I’ve gotten much support and encouragement from members and staff at Magnolia Clubhouse. At each placement, staff learned the job first and then trained me. No one pressured me to remain on a TE when I had difficulties but listened to my issues and I was encouraged to continue. We discussed what might improve my situation. The support I got was very important and knowing I wasn’t alone made a huge difference on me completing my TEs. Even after the training period was finished, I welcomed the continued visits of staff and members interested in that placement.

We have Employment Dinners once a month to recognize and support employed members and those interested in working. It’s a big step for many members to give work a chance and staff realizes that. Just as important as completing a job is trying. No one is a failure.

Even with my independent job I still receive support from the clubhouse, which is why my continued membership is especially important to me. Working inside or outside the clubhouse, every member makes an important contribution to Our Clubhouse.

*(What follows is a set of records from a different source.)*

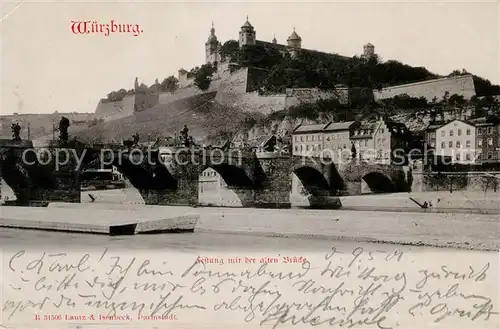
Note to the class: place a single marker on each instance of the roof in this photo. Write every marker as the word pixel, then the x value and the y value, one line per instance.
pixel 432 127
pixel 465 122
pixel 247 25
pixel 294 36
pixel 365 130
pixel 335 126
pixel 310 128
pixel 485 121
pixel 262 140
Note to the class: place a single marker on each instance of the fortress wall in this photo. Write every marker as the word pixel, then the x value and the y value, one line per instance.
pixel 297 96
pixel 121 108
pixel 233 91
pixel 255 76
pixel 232 88
pixel 462 85
pixel 186 92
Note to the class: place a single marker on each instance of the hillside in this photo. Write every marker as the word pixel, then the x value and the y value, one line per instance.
pixel 206 120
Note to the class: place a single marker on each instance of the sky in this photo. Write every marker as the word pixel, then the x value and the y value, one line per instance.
pixel 47 68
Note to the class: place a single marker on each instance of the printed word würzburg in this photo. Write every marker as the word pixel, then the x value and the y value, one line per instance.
pixel 93 27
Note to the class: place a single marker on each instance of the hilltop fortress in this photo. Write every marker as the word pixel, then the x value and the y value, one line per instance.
pixel 238 86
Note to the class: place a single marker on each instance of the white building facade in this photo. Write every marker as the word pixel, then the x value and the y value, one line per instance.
pixel 457 140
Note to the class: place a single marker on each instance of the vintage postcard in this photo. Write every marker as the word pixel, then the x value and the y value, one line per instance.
pixel 250 164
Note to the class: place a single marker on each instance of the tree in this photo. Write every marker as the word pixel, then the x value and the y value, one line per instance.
pixel 456 100
pixel 203 75
pixel 170 84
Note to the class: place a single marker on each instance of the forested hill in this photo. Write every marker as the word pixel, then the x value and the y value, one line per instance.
pixel 317 69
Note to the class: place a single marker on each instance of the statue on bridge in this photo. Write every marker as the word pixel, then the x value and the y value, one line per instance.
pixel 135 138
pixel 63 129
pixel 353 151
pixel 16 132
pixel 185 137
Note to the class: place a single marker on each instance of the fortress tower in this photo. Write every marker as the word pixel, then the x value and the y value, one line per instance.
pixel 212 47
pixel 247 34
pixel 368 50
pixel 294 42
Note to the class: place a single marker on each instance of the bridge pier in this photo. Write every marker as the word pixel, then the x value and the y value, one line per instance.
pixel 274 189
pixel 39 175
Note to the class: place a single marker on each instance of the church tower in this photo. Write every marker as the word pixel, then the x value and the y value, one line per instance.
pixel 294 42
pixel 212 48
pixel 247 34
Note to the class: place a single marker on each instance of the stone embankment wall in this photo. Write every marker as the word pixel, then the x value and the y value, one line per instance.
pixel 462 85
pixel 466 181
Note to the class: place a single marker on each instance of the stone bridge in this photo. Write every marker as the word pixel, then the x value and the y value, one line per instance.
pixel 169 176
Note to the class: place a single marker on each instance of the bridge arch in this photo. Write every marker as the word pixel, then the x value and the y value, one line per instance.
pixel 377 182
pixel 140 179
pixel 224 185
pixel 312 180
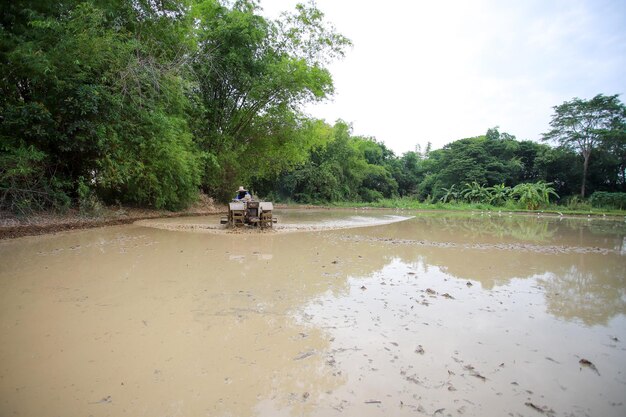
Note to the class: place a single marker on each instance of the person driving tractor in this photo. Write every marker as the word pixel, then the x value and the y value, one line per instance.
pixel 242 194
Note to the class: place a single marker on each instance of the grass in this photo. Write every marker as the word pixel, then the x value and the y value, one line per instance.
pixel 412 204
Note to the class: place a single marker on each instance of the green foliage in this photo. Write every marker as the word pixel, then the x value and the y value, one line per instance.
pixel 608 200
pixel 25 186
pixel 146 102
pixel 475 193
pixel 532 196
pixel 498 194
pixel 584 125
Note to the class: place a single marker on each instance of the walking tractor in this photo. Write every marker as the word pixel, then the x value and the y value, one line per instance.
pixel 249 213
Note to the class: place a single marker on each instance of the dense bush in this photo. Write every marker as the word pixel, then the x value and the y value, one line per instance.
pixel 608 200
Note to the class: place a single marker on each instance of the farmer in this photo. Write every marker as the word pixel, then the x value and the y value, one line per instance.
pixel 243 194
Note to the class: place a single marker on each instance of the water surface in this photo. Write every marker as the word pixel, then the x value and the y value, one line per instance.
pixel 360 313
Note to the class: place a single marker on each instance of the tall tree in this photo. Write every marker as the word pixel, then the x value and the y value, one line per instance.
pixel 583 125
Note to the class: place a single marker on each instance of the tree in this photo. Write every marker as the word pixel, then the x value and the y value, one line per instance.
pixel 582 125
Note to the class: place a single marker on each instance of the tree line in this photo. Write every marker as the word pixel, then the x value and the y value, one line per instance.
pixel 146 102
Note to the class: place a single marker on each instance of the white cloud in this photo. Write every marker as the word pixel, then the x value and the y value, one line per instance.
pixel 440 71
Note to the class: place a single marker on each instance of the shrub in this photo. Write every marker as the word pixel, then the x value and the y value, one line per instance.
pixel 608 200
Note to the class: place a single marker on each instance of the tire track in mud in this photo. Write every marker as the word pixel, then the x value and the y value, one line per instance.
pixel 524 247
pixel 278 228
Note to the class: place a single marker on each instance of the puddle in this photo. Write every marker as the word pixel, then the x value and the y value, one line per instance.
pixel 433 315
pixel 288 221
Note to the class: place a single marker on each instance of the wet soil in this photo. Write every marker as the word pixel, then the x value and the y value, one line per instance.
pixel 335 313
pixel 12 226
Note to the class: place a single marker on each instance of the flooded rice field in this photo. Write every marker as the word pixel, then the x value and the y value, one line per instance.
pixel 334 313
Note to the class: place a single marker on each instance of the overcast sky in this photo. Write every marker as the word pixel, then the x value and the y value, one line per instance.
pixel 440 71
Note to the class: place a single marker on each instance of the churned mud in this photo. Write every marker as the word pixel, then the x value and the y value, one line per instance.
pixel 365 314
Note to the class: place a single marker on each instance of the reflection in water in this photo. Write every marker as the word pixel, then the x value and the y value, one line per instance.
pixel 591 291
pixel 370 321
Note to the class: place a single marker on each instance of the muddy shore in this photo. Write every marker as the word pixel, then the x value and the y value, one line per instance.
pixel 12 226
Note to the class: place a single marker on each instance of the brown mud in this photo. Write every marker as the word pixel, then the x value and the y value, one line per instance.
pixel 362 314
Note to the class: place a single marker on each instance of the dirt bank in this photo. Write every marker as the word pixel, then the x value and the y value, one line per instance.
pixel 12 226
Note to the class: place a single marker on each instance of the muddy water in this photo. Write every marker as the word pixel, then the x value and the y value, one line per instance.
pixel 358 313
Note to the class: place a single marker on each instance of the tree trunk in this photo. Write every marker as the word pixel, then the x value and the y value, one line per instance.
pixel 585 166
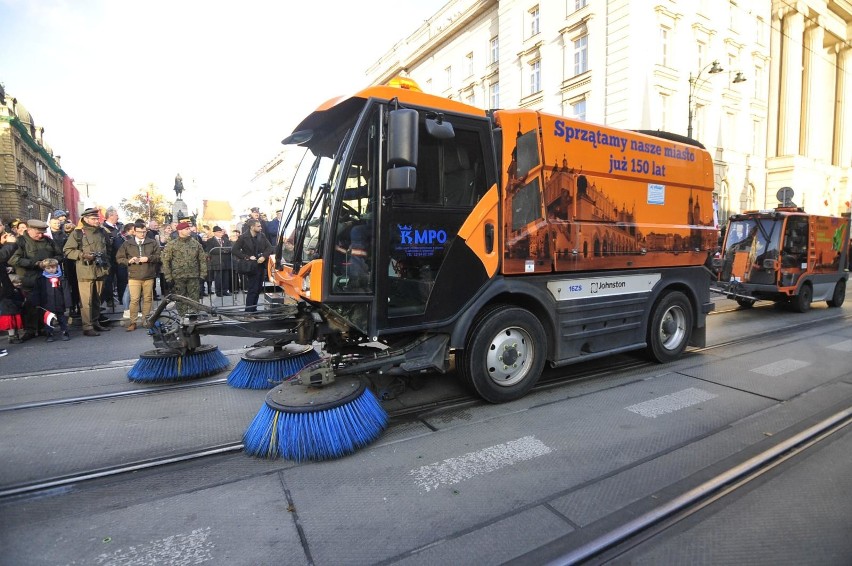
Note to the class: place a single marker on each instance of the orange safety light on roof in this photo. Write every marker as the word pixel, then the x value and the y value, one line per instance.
pixel 404 82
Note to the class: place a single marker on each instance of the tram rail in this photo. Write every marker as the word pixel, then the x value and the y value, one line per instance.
pixel 404 414
pixel 629 535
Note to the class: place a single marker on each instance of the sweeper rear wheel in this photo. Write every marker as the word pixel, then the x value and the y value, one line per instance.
pixel 315 423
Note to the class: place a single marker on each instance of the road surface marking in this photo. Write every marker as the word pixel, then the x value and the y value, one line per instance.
pixel 455 470
pixel 193 548
pixel 780 367
pixel 653 408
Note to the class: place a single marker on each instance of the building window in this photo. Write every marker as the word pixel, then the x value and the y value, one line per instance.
pixel 760 32
pixel 698 122
pixel 701 52
pixel 665 38
pixel 757 137
pixel 578 109
pixel 535 76
pixel 534 21
pixel 581 55
pixel 758 81
pixel 664 111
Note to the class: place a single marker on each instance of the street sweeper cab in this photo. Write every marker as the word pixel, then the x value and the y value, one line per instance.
pixel 424 235
pixel 784 255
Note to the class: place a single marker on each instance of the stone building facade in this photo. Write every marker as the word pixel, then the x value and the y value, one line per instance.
pixel 712 68
pixel 32 184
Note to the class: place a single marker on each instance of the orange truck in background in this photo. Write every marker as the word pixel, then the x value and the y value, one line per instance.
pixel 784 255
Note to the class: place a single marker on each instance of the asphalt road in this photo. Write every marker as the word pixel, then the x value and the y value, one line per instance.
pixel 528 481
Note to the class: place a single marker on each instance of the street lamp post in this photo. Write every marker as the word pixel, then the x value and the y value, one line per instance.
pixel 714 68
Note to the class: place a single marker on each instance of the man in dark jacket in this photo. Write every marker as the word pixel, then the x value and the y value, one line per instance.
pixel 253 246
pixel 90 246
pixel 141 256
pixel 51 296
pixel 218 248
pixel 33 249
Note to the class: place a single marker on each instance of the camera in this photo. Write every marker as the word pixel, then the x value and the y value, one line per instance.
pixel 100 260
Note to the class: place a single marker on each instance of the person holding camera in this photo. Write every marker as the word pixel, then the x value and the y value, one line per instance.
pixel 28 261
pixel 89 247
pixel 141 255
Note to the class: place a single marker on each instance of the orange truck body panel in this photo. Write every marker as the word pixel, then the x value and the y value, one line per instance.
pixel 579 197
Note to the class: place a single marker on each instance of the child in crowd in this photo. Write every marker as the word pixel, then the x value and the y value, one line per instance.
pixel 11 307
pixel 52 295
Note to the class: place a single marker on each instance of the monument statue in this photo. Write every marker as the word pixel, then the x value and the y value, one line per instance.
pixel 178 185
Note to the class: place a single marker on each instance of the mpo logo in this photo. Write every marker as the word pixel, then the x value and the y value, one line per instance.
pixel 413 237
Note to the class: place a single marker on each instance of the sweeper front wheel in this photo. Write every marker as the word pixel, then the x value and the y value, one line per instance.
pixel 164 365
pixel 315 423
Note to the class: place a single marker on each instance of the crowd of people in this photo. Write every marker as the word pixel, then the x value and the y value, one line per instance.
pixel 55 271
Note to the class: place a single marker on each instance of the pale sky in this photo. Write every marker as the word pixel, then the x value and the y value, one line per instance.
pixel 133 92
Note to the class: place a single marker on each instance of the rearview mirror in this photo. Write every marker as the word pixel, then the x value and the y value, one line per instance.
pixel 402 138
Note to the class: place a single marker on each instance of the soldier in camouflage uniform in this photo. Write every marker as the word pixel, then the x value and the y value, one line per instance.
pixel 184 263
pixel 89 247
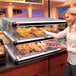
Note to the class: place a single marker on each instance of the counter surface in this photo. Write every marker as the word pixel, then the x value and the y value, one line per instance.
pixel 10 65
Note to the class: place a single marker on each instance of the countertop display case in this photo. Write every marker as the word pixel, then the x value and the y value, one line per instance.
pixel 26 41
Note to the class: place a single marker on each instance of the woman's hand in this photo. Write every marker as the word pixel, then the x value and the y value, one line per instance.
pixel 41 30
pixel 62 47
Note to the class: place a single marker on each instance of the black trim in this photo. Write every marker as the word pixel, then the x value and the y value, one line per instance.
pixel 34 59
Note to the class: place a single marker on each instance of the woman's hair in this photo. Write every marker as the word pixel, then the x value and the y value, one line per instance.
pixel 72 11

- Fletcher, Clubhouse Member



When I first came to clubhouse, I was very scared because I had never heard of a place like it. I wasn’t sure how I would do or what I would do. I started out in the Hospitality Unit. As I worked on this unit, I became more confident in my work and in the working of the clubhouse. I moved on to the Clerical Unit two years later. As time went on, I became more active in the clubhouse and its activities, including Social Recreation.

The more I threw myself into the Clubhouse, the less afraid of it I became. I also became more confident in other areas of my life, including school. I attended a community college for several years until I got two associates degrees; Associate of Arts and Associate of Science. I took a TE job doing clerical work. This was my first job and it was a great success. As I look back on the years I’ve been a member of Magnolia Clubhouse, I realize that my experiences here have done me a lot of good, especially as I remember how I was when I first began my membership here.